More likely, the segment will emerge as a dense branded battlefield in which dozens of players compete on price, availability, relationships, and product format. The original patent holder may try to preserve a premium based on familiarity, trust, and other issues. India has the second-largest population of adults with diabetes in the world, and obesity has become a larger commercial and public-health category. The general presumption is that volumes will expand as expensive therapies become affordable. A market that was previously constrained by high prices will become broader, but less profitable for the firms.

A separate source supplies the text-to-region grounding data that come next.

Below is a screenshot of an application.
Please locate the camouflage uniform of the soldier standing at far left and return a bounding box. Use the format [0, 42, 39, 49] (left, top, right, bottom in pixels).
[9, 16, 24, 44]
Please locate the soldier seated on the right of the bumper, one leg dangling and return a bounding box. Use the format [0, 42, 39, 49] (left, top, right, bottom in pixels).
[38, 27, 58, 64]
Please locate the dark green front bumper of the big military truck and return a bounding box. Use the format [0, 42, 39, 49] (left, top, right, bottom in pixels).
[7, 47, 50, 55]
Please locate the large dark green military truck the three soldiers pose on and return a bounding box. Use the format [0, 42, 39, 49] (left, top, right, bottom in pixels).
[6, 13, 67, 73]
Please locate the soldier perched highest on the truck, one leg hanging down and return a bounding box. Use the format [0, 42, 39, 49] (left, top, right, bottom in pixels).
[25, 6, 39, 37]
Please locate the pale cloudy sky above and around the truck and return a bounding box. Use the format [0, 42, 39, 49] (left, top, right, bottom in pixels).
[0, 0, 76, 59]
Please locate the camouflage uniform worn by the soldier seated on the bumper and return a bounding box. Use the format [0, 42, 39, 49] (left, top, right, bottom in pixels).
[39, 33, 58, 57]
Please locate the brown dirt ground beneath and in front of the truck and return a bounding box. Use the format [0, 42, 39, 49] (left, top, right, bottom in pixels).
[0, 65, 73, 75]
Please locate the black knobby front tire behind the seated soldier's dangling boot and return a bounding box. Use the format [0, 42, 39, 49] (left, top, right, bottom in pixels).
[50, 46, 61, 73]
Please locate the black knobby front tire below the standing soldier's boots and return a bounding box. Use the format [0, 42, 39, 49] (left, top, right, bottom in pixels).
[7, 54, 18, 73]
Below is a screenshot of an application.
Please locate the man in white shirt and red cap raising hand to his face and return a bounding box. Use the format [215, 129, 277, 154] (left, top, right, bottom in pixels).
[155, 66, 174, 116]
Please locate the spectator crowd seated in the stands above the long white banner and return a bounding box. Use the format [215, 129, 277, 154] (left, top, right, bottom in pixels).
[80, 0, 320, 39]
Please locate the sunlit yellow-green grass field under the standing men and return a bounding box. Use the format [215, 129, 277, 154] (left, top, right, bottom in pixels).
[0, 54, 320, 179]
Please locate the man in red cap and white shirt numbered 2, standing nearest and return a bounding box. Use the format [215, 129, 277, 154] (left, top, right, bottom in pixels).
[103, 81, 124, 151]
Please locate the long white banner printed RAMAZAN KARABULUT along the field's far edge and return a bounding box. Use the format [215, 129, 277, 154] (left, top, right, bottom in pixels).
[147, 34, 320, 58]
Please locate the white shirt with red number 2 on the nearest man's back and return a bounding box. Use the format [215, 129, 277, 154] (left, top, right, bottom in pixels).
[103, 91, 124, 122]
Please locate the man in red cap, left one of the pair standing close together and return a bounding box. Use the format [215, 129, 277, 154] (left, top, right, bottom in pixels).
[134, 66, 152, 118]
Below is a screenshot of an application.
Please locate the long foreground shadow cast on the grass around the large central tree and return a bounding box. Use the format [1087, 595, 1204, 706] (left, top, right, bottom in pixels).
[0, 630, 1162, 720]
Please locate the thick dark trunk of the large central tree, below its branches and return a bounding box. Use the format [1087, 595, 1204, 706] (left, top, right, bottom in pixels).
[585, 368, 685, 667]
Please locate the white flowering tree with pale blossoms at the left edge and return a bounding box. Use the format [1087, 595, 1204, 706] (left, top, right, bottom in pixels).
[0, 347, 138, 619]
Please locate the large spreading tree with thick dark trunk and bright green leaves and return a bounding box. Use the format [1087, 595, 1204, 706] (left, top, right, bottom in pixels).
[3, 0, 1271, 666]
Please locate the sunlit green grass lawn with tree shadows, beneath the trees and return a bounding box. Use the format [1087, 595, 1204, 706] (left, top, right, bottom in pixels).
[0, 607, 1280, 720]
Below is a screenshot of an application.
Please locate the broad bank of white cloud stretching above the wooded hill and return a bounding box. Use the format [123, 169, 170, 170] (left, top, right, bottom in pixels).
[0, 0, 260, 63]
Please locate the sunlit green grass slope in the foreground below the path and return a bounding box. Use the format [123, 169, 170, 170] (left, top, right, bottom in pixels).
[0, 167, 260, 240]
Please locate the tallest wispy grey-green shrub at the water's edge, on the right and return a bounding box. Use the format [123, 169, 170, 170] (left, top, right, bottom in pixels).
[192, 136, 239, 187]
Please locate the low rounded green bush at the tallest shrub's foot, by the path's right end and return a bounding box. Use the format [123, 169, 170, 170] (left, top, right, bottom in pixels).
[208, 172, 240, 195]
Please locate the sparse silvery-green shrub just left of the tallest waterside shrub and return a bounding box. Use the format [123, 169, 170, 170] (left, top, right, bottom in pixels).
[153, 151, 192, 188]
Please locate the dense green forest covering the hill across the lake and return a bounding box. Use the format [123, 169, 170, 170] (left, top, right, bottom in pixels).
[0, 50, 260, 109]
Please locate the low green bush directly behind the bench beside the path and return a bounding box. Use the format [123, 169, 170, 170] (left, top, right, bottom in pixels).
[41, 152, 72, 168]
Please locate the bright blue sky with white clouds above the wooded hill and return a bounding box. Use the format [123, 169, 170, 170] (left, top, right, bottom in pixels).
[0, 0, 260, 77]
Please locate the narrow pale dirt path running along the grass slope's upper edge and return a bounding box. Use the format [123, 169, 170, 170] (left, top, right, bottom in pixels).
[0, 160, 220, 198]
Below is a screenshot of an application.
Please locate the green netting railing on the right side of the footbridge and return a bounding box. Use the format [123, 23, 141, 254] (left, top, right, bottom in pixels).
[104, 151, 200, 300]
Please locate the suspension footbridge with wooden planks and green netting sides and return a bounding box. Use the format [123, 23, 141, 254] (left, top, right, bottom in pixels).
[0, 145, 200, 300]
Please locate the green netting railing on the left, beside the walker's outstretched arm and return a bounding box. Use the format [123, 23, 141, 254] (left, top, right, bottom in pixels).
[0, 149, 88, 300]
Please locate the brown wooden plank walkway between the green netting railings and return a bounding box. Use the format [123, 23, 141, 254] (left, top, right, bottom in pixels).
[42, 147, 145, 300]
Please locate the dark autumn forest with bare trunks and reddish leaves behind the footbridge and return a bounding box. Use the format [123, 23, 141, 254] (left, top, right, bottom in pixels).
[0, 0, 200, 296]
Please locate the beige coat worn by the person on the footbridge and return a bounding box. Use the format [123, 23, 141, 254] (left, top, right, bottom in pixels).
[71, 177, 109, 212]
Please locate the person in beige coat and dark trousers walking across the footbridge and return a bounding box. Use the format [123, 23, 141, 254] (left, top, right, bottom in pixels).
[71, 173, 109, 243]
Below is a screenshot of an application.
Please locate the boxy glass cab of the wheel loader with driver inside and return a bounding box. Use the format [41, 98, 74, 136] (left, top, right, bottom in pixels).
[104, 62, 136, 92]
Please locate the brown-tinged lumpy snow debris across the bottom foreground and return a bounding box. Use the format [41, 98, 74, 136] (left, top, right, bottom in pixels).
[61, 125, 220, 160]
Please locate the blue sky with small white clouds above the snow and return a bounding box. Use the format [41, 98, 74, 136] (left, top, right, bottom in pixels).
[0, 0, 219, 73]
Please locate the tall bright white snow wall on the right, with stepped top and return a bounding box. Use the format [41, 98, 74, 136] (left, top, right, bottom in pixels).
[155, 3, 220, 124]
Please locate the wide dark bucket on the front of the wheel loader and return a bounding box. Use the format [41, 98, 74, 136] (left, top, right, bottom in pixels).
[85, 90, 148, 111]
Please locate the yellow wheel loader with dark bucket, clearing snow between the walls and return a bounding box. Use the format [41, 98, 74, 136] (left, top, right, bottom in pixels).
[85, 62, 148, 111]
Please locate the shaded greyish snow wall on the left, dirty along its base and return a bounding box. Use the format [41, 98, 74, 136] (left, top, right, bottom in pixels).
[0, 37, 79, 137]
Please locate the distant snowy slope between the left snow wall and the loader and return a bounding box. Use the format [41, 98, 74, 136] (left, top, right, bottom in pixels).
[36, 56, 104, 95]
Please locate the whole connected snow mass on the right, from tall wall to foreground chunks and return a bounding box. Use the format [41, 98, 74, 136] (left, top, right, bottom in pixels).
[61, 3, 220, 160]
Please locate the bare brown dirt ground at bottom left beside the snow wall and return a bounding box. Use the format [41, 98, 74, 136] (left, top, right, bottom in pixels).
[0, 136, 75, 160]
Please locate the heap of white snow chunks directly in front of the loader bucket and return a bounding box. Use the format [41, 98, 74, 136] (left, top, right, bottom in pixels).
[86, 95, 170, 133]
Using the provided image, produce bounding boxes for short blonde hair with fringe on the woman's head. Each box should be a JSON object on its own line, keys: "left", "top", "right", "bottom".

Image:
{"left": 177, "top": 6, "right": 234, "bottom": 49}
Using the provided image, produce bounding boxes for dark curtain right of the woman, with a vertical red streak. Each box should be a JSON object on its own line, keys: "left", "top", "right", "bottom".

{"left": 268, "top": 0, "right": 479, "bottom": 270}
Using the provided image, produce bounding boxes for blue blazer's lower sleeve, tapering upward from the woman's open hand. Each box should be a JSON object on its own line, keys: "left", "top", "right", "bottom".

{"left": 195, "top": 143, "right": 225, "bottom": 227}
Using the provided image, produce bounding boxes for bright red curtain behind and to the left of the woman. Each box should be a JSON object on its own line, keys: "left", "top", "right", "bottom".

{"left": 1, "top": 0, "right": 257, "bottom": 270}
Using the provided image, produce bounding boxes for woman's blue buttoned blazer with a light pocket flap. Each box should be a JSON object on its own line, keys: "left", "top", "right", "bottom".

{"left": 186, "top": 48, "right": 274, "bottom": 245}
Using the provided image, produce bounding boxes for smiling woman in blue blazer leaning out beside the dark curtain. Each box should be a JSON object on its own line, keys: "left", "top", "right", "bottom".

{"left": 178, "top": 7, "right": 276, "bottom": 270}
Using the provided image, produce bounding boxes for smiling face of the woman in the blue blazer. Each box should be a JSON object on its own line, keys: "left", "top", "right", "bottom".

This is when this story becomes interesting compared to any other patent-generics one. “Survival” after patent expiry is not a binary condition. The original firm does not need to dominate the market to remain strategically relevant. It may retain premium urban patients. It may become the preferred brand for initiation, even if the patients later drift to lower-cost alternatives. It may hold its ground among specialists, and lose volumes in general practice. It may preserve some segments, like obesity, and cede the others, like diabetes, to the generic competitors. In a chronic-care market, these
gradations matter.
Physician inertia can play a role, especially in the case of stable chronic patients. Another is the reputational advantage attached to known makers in categories where long-term adherence and patient confidence matter. India’s pharma market is intensely price-sensitive, but it is not price-blind. Trust still has a commercial value, especially when therapies are complex, high-profile, or vulnerable to misuse. There are reasons why Novo Nordisk’s strategy may follow the harder rule that patients do matter until there comes a time when they do not.
Either within a year, or over a few years, newcomers with lower prices, strong distribution, and aggressive field execution will put pressure on the original brand. Past experiences show how rapidly the economics can shift once a molecule goes off-patent, even if it takes a while for the process to intensify. In such cases, loyalty proves thinner than expected. This is why India matters in the present case. It is one of the first major markets where the diabetes molecule will move into a post-patent phase, even as the global demand remains intense and high.
What happens in India will offer a live commercial test of a larger industry question, one that has been asked repeatedly. Over the next few quarters, or possibly a few years, the answer will not be found in the labs. It will be visible on the prescription pads, chemist counters, pricing ladders, and patients’ behaviour. The legal monopoly has ended. What remains to be seen is whether the brand legacy survives.